What do toy soldiers, Bruce Springsteen and a computer generated city have in common? On one level, not much. But on another, they draw attention to an increasingly important tension in our culture, around the modification and reinvention of all forms of art.
Gaming Miniatures and Remaking Your Toys

I started pondering this after reading Patrick Stuart’s excellent articles on HiLoBrow about wargaming miniatures. Despite the hours of pleasure I’ve taken in painting and remodelling my own figures, I’d never thought about their nature. That’s what happens when you pick up a hobby at the age of eleven – from then on out, it’s a journey through familiarity to disdain and finally nostalgia.
As Stuart points out, wargames miniatures, apart from being an incredibly detailed form of pop sculpture, are designed to be reinvented through painting and unique conversions:
It’s assumed that the user will and should want to alter the product. Means are designed specifically for the end user to do that. Is there any other form of art in which it is assumed that the consumer is also a minor creator?

At first glance I accepted this defence of why something I love is extraordinary. But it didn’t take long for doubts to set in.

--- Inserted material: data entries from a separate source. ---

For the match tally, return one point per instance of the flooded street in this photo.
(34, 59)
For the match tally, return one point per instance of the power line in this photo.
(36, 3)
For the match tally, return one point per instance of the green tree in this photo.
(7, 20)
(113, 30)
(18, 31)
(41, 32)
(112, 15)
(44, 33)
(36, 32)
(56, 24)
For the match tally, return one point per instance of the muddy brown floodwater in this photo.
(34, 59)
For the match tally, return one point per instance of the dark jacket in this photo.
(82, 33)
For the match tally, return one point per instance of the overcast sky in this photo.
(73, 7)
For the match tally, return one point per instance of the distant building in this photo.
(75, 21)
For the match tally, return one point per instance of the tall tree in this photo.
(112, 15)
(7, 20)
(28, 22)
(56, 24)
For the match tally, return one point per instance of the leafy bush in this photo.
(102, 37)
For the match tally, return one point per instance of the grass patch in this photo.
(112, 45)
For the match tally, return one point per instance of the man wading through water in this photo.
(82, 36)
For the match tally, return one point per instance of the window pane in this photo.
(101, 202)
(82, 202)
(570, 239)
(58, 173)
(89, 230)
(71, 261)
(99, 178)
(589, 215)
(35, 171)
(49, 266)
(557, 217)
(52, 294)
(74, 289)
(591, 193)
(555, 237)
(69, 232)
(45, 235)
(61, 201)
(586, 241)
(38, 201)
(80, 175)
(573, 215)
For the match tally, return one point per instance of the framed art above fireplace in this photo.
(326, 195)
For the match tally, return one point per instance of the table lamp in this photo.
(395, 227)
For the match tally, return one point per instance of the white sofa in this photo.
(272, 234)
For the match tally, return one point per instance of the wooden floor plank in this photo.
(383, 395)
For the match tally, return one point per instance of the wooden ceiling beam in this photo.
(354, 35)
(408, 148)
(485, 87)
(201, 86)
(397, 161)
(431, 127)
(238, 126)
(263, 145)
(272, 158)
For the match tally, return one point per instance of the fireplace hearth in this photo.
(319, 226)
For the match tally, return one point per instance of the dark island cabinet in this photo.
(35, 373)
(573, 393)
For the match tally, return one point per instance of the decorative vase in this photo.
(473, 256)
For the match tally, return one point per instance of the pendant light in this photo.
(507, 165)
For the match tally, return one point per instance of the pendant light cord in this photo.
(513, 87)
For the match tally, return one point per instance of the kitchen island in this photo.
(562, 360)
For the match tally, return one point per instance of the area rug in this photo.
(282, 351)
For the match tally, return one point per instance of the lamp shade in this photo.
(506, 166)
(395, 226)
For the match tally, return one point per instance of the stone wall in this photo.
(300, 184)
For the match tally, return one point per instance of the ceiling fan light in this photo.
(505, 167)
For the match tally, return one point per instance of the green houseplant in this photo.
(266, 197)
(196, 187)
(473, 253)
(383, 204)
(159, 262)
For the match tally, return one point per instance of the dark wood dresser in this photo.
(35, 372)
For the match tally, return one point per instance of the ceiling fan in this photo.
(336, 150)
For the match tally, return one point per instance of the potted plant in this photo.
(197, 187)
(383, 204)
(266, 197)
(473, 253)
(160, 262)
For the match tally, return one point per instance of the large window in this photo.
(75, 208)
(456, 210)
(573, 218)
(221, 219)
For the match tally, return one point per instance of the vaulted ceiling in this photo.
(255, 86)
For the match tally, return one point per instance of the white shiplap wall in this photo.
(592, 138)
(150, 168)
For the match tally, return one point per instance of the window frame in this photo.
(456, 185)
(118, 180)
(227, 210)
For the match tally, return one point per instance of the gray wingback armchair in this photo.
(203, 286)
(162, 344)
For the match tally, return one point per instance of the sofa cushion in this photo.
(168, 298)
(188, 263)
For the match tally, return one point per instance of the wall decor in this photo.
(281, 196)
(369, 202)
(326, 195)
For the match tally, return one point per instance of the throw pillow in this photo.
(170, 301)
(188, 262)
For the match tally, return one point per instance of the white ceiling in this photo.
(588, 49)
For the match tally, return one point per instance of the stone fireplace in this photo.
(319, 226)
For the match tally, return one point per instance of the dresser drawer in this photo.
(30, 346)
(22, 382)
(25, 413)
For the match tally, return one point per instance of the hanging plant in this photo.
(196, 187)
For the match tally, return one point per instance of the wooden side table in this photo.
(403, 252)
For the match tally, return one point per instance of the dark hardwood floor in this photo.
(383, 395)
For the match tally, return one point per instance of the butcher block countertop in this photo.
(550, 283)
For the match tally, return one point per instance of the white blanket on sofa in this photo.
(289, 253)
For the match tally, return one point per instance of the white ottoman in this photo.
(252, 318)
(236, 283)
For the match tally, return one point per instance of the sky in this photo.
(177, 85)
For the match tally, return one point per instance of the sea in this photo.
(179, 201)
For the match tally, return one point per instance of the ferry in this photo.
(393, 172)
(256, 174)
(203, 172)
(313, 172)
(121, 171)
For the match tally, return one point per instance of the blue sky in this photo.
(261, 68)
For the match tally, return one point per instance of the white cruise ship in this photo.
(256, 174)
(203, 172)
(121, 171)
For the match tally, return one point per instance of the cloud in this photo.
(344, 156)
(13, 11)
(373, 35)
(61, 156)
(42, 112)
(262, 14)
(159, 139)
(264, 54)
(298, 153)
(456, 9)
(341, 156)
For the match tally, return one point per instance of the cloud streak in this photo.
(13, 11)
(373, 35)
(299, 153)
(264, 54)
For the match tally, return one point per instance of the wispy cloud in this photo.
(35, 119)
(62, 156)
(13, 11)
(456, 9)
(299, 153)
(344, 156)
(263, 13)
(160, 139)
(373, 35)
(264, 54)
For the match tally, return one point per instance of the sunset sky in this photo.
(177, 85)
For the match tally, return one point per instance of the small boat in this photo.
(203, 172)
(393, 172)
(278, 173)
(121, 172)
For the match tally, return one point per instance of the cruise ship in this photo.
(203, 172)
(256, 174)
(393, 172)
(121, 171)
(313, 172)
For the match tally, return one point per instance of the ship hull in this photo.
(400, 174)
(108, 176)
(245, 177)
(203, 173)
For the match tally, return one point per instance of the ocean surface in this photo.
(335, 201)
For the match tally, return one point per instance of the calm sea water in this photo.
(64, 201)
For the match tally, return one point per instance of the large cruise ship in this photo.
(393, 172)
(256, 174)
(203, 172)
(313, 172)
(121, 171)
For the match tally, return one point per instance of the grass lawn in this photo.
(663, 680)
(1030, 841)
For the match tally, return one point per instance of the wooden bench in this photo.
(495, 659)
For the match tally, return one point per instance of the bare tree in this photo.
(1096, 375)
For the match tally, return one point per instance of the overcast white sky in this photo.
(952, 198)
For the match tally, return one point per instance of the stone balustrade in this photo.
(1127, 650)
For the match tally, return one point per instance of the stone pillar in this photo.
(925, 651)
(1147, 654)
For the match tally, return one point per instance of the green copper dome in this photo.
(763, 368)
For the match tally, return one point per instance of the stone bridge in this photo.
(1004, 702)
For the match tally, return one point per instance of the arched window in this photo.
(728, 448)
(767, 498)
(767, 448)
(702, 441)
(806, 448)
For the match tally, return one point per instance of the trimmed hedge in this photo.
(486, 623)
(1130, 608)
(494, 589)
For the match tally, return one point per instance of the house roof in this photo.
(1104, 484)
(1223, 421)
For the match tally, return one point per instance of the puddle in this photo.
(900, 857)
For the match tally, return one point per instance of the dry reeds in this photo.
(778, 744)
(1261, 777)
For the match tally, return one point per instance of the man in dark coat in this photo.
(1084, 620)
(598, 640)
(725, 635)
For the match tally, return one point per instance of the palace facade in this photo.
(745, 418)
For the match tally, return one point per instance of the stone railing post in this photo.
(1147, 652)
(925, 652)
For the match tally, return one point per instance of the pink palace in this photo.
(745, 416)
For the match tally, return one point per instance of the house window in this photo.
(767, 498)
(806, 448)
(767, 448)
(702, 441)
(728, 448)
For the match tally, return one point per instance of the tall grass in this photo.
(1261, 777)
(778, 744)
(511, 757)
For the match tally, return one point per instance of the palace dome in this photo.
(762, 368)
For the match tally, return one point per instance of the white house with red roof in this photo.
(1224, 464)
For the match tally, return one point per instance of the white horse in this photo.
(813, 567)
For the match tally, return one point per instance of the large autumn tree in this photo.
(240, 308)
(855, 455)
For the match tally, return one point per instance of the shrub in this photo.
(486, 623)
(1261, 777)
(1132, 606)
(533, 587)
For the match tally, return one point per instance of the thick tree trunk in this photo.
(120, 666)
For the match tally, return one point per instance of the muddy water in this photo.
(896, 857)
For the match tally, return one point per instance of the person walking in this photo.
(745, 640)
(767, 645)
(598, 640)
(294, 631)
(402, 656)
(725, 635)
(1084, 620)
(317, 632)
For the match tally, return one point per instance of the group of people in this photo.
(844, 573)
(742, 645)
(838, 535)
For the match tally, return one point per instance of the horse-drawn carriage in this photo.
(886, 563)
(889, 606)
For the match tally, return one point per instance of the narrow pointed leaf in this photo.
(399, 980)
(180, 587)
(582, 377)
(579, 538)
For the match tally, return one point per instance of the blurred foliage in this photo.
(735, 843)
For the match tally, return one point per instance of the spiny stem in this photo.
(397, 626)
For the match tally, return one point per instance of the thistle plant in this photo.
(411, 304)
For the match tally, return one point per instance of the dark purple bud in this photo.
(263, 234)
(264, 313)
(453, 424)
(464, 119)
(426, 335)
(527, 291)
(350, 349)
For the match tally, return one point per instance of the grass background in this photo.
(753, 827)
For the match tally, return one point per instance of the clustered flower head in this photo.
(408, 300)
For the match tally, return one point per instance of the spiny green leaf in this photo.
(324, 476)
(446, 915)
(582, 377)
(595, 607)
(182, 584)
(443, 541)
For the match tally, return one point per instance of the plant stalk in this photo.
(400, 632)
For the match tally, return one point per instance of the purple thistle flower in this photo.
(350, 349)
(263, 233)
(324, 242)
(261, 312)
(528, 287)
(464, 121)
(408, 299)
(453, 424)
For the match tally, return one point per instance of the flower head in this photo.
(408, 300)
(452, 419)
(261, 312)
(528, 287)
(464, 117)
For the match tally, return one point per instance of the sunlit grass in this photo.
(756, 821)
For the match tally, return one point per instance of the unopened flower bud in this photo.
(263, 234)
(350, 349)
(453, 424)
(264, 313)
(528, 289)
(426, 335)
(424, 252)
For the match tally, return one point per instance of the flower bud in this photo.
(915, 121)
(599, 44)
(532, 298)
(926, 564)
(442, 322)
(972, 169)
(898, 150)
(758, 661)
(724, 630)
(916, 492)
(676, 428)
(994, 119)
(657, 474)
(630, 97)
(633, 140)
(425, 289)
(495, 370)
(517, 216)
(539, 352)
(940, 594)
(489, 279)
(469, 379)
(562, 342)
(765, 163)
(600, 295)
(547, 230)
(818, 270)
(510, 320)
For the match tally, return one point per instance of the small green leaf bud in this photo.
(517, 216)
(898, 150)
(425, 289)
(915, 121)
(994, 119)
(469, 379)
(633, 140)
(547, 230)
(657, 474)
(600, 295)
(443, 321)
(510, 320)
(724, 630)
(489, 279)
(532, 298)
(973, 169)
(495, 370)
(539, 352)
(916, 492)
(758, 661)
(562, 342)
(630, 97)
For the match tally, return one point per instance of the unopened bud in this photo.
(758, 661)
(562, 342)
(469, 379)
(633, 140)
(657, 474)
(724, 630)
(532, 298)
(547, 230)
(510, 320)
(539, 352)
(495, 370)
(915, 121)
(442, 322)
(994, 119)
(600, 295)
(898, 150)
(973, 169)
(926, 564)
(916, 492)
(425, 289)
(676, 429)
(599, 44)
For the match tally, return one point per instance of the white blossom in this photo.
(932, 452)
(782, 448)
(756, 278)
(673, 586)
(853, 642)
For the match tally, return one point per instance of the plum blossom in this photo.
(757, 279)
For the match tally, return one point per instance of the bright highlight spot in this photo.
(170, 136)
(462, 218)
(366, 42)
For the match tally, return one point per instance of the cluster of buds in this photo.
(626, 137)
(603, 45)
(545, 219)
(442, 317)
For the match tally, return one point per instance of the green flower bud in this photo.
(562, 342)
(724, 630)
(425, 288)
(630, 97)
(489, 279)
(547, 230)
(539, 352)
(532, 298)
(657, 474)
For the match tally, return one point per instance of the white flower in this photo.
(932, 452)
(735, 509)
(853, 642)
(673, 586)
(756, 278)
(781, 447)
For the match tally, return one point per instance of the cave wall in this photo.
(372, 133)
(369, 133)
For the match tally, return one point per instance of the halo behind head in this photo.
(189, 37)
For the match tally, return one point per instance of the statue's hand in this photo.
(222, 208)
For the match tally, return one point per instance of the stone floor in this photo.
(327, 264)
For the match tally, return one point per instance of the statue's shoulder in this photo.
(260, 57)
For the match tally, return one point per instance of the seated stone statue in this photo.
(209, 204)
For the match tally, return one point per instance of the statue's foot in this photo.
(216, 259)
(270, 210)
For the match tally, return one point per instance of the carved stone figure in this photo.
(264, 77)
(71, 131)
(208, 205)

I agree with all the reasons Stuart gives for miniatures being a fantastic form of art, but without even stretching I could think of another hobby where the consumer is a creator – Lego. From following the instructions on the box, through to throwing all your pieces together and building the best damn castle the living room has ever seen, Lego makes everyone an architect.
If art that makes the consumer a creator isn’t unique – and yes, I do consider Lego design art, just look at the joyful intricacy of the things that company creates – then how widespread is this sort of thing?
Singing Songs and Modding Games
An obvious comparison is song writing. Anyone who comes up with a song hopes that others will enjoy it, and knows that part of the enjoyment comes in singing the song. If you’re really lucky maybe you’ll get cover versions. If you’re in folk, you’ll get endless variations. And each time the song is replayed, the consumer, the person who heard and enjoyed it, is being a creator, making their own version of that song. It might be a near-identical performance, it might change genre like Postmodern Jukebox, it might be a full-on spoof. Regardless, it’s a new act of creation.
Then there’s the much more modern phenomenon of modding – the creation of adaptations and additions for existing computer games. Voo’s Reviews brought this to the forefront of my mind with a discussion of current modding debates, but it’s been around for almost as long as the games have. The gaming industry, being modern and forward looking, is even seeking ways to make modding part of their mainstream, monetised model. Sure, those attempts have included clumsy failure, but modding is still widely accepted and celebrated.
Given the popularity of musical covers and modding, are we actually very comfortable with art as something we recreate?
The Inevitable Push Back
Of course not. We’re human beings, and our behaviour is never that simple.
I could write a dozen blog posts on the current state of intellectual property law and how that limits this culture of re-invention. If you’re not already familiar with these issues, then the Crash Course Intellectual Property YouTube series is a great place to start. Debates around this are focused on power and business interests, but while those discussions are important, I want to consider a more subtle and insidious sort of reaction – the one that comes from within our subconscious.
A few examples I’ve experienced will show the breadth of this. In the comments on a video of Mumford and Sons covering Springsteen’s Atlantic City, someone protested that the singer’s status didn’t give them the right to change the song’s words. China Miéville’s excellent talk on the future of the novel was immediately followed by comments from audience members outraged at the idea of people changing the literary classics. When I recently made a Lego mad scientist layer, I sat it on a shelf for a month afterwards, unwilling to have my toy changed.
When we find or create something we love we want to protect it, and we try to do that by fixing it as it is. That’s only natural, but it’s not necessarily helpful. Different lyrics for Atlantic City don’t stop the original being out there. A chopped and changed War and Peace will still leave the original available. If I take apart my Lego town, I’ll still have the memory of enjoying the old build, not to mention the photos I took. And when our defensiveness extends to stopping others adapting things, that becomes problematic. We aren’t just looking after our own happiness, we’re limiting that of others.
Dealing with this isn’t easy. Not all forms of art are designed to be reinvented, but they’re all designed to spur further creativity. If that involves reinventing the old version, creating refinements and variations, doesn’t that just add to the pleasures out there?
Sure, we shouldn’t treat a Rodin sculpture like a Perry Brothers one – the Rodin is unique, and you can buy 40 Perry miniatures for £20. But in these days of mass consumption and easily accessible copies of songs, books and other products, maybe we need to let go and reinvent some more. Clinging defensively to what we have is exhausting. Inventing something new is reinvigorating.
I disassembled the mad scientist layer in the end. I don’t know what I’ll make next with those bricks, but in the end the creativity is more important than the creation.